The Stop Doing List

by Don Meyer, Ph.D. | Oct 08, 2011

"The difference between successful people and very successful people is that very successful people say 'no' to almost everything."
Warren Buffet

In the hustle and bustle of a busy life, I don't think Evie and I could survive without lists... all kinds of lists. We make lists when we go to the grocery store. We make lists when we are getting ready for an extended trip. We make lists when we have a busy day ahead with more things to do then we have hours to complete them. 

At my office I am constantly editing my "Things to Do" list. Sometimes it takes on the urgency of a day or two. Sometimes I frame a week around it. Sometimes I may even include an entire month or college semester or even an entire college year. 

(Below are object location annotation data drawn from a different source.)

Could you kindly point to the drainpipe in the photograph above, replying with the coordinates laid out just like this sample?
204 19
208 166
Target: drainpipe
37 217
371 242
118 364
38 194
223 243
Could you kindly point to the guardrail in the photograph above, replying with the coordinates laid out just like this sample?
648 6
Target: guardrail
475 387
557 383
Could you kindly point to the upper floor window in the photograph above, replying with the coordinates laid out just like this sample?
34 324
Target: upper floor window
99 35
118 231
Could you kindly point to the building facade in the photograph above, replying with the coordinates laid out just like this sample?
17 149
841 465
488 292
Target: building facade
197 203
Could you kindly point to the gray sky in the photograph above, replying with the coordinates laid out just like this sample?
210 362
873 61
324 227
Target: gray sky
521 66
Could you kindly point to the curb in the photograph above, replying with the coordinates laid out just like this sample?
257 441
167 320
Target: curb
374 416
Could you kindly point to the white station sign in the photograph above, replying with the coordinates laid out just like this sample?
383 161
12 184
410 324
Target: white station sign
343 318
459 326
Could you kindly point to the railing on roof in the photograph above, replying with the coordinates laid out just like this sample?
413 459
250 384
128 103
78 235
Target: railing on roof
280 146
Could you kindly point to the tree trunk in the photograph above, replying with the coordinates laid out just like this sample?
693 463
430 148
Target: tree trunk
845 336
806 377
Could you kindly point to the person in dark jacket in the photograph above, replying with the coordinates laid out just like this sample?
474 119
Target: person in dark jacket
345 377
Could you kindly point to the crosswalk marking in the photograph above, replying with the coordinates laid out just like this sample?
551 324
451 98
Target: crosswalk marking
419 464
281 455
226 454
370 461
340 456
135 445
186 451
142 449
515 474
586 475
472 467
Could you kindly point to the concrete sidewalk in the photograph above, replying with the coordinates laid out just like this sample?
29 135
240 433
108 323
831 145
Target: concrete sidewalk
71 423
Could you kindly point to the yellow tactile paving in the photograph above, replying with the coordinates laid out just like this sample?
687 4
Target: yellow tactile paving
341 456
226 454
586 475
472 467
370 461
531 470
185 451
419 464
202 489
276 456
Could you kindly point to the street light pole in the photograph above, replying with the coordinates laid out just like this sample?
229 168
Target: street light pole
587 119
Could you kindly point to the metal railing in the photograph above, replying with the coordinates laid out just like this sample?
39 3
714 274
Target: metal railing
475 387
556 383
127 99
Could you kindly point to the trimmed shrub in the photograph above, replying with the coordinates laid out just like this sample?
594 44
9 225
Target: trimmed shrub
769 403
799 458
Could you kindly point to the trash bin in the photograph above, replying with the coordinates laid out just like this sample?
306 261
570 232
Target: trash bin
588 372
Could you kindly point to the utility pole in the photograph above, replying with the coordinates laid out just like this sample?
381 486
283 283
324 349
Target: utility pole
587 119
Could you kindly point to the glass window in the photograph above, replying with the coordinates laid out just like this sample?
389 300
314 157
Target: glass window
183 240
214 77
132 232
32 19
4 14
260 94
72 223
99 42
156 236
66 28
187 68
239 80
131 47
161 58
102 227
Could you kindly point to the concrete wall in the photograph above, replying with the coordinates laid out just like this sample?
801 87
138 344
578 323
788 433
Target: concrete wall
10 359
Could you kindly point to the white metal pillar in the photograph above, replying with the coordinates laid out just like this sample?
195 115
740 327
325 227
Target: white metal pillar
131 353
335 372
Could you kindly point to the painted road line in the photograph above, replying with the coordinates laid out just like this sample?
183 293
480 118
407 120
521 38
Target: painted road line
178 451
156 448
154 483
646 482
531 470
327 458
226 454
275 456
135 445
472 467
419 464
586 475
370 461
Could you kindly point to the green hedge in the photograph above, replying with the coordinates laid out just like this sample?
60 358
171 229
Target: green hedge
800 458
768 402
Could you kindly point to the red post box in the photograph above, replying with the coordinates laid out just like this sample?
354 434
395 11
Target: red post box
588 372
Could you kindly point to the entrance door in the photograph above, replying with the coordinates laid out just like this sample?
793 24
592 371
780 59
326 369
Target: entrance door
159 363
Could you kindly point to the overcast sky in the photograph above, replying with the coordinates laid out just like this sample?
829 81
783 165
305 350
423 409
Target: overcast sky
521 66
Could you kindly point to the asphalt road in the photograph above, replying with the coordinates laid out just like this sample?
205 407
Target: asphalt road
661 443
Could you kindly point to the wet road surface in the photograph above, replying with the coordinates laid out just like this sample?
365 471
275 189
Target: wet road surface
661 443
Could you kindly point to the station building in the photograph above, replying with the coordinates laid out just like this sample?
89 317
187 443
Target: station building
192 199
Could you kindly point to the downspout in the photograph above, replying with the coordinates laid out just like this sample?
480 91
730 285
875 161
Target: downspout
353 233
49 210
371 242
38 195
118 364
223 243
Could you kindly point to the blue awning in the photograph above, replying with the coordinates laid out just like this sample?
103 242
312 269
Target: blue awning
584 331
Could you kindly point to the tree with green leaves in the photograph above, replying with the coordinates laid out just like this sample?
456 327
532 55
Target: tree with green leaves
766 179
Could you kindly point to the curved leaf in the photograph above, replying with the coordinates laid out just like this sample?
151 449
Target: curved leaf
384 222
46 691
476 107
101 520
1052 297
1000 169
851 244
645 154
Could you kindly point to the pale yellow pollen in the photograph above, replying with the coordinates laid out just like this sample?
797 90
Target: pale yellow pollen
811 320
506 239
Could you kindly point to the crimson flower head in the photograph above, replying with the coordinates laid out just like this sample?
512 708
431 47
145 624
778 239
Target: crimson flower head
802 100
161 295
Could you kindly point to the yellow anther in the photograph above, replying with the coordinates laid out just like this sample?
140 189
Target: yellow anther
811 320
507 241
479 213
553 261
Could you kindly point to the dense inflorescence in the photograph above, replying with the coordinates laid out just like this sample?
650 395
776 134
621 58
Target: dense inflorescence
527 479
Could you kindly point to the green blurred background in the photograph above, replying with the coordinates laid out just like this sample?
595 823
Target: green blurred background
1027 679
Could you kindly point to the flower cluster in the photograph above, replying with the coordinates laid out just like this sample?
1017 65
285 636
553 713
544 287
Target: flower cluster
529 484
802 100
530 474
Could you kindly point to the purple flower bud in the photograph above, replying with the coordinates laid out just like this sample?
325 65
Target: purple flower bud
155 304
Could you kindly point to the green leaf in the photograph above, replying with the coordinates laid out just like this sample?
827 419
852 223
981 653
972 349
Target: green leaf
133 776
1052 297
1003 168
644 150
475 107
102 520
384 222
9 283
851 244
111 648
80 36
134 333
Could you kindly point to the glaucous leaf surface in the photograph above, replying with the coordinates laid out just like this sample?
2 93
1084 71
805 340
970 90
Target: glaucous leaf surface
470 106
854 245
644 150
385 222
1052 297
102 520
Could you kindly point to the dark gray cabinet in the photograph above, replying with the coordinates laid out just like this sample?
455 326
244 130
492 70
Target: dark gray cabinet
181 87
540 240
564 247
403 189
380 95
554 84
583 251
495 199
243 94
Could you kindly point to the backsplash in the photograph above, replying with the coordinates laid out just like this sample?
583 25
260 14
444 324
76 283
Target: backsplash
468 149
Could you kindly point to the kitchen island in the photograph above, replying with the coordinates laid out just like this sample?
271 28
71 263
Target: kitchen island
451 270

Lists help us make sure we don't forget anything that needs to be done. Lists help us prioritize the sequence of what we need to do. We may choose to go from the most important to the least important or we may choose to go from the least important to the most important. Lists help us move methodically through our short term and long term responsibilities. 

Lists also help us with our long term goals. We have all heard of the "Bucket List," the list of things we want to do before we "kick the bucket." If we don't get specific about things we always wanted to do before we die, we may never get them done. Is there something you always dreamed of doing? If we write it down we know we will be more likely to do it. 

Years ago a friend challenged me to write a personal mission statement. I had often heard of institutional mission statements and their value but at no time had I ever considered doing it for myself. Some months later I decided I would try it. Over the years that has become one of the most important disciplines in my entire life. From the ever evolving personal mission statement come my short term and long term goals. Each year I review them and each year I reset them for the coming year and beyond. 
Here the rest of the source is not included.